Size is 18x9.5" ET12.

Picture : http://wardiz.org/blog/wp-content/uploads/2015/07/Enkei-RPF1-bronze.jpg


----------



## briancgtr33 (Apr 21, 2009)

wardiz said:


> Would you consider some Enkei RPF1 in bronze (not to be mix up with gold) ? Available only in the US in that color.
> Size is 18x9.5" ET12.
> 
> Picture : http://wardiz.org/blog/wp-content/uploads/2015/07/Enkei-RPF1-bronze.jpg


not really my cup of tea, thanks for the offer though


----------



## Kilerbegtr (Jan 1, 2016)

TABZ said:


> I’ve a set of Volk Rays TE37 18x10.5j et22 (from memory) come with Bridgestone 265/35/18 tyres.
> Need a repaint to make perfect.
> Identical wheel to what’s currently on my car pictured below.
> 
> ...


Hi TABZ, Are you wheels still for sale?


----------



## TABZ (Apr 30, 2003)

Kilerbegtr said:


> Hi TABZ, Are you wheels still for sale?

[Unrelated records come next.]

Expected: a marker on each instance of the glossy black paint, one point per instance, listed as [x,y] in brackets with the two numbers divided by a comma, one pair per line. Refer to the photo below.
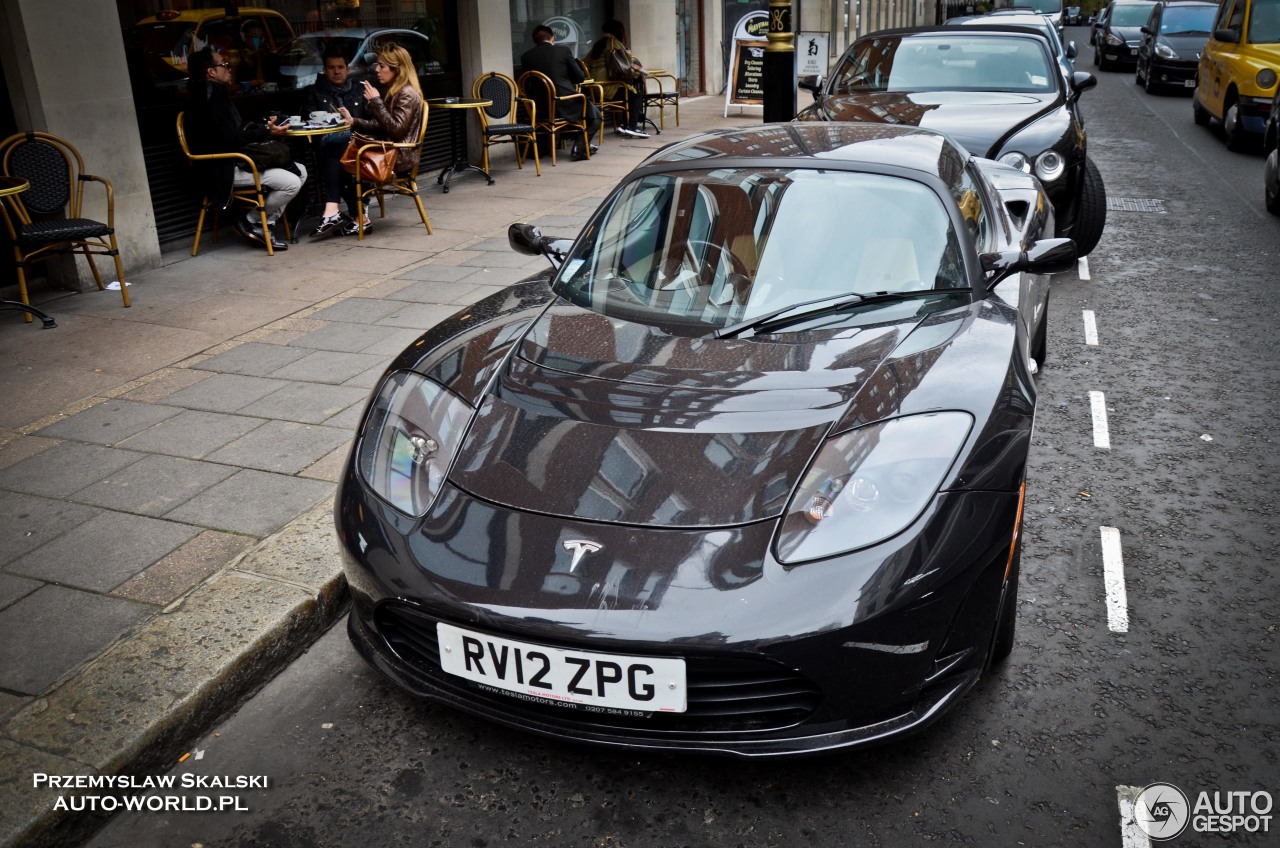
[987,123]
[874,642]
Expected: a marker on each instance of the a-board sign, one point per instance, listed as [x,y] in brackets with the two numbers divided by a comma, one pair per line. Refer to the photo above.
[745,86]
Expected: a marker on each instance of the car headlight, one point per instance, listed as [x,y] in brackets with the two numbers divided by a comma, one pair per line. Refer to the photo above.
[1050,165]
[869,484]
[411,434]
[1018,160]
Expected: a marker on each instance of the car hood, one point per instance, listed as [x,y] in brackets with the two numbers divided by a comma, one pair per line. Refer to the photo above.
[977,119]
[607,420]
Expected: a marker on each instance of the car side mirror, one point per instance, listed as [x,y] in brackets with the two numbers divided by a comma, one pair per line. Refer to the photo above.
[1043,256]
[529,240]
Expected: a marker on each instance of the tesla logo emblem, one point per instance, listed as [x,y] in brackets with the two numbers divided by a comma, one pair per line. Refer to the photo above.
[580,548]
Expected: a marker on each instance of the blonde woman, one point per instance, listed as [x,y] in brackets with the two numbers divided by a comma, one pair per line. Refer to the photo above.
[396,115]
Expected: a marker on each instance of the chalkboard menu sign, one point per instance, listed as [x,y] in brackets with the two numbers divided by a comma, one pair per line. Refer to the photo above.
[748,73]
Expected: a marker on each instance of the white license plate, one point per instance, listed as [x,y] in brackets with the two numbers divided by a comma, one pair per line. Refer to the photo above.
[599,682]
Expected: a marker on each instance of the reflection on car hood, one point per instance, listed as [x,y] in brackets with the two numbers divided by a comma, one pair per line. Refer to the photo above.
[609,420]
[977,119]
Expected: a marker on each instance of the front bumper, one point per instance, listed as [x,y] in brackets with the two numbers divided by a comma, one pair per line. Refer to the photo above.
[844,652]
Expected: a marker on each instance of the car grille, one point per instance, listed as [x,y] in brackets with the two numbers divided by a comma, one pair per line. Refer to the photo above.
[725,693]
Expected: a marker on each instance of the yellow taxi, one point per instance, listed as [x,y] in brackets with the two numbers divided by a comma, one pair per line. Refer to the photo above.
[1237,74]
[245,39]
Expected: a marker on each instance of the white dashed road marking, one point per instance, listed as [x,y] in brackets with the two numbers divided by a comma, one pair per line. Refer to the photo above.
[1112,578]
[1091,328]
[1098,405]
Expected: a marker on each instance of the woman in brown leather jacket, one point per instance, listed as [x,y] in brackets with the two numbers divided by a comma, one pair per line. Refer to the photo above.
[396,115]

Yes. Feel free to pm me it leave contacts details.


----------



## briancgtr33 (Apr 21, 2009)

no longer looking.... just ordered some new ones
went for work t7r


----------



## briancgtr33 (Apr 21, 2009)

my new wheels


----------



## amervyn123 (Aug 11, 2012)

briancgtr33 said:


> after a set of 18" wheels for a r33 gtr 9.5j et12 or there abouts.
> pics would be good, even better if on a r33


Hi I got mine for sale.

They are Rays Gram Lights 57DR black. 

18x9.5 et12 

In good condition but 2 or 3 curbing marks around two of the rims.

Will post up some pics shortly.

Sent from my SM-G950F using Tapatalk


----------



## amervyn123 (Aug 11, 2012)

amervyn123 said:


> Hi I got mine for sale.
> 
> They are Rays Gram Lights 57DR black.
> 
> ...


Apologies. Didn't see your last message before I posted.


----------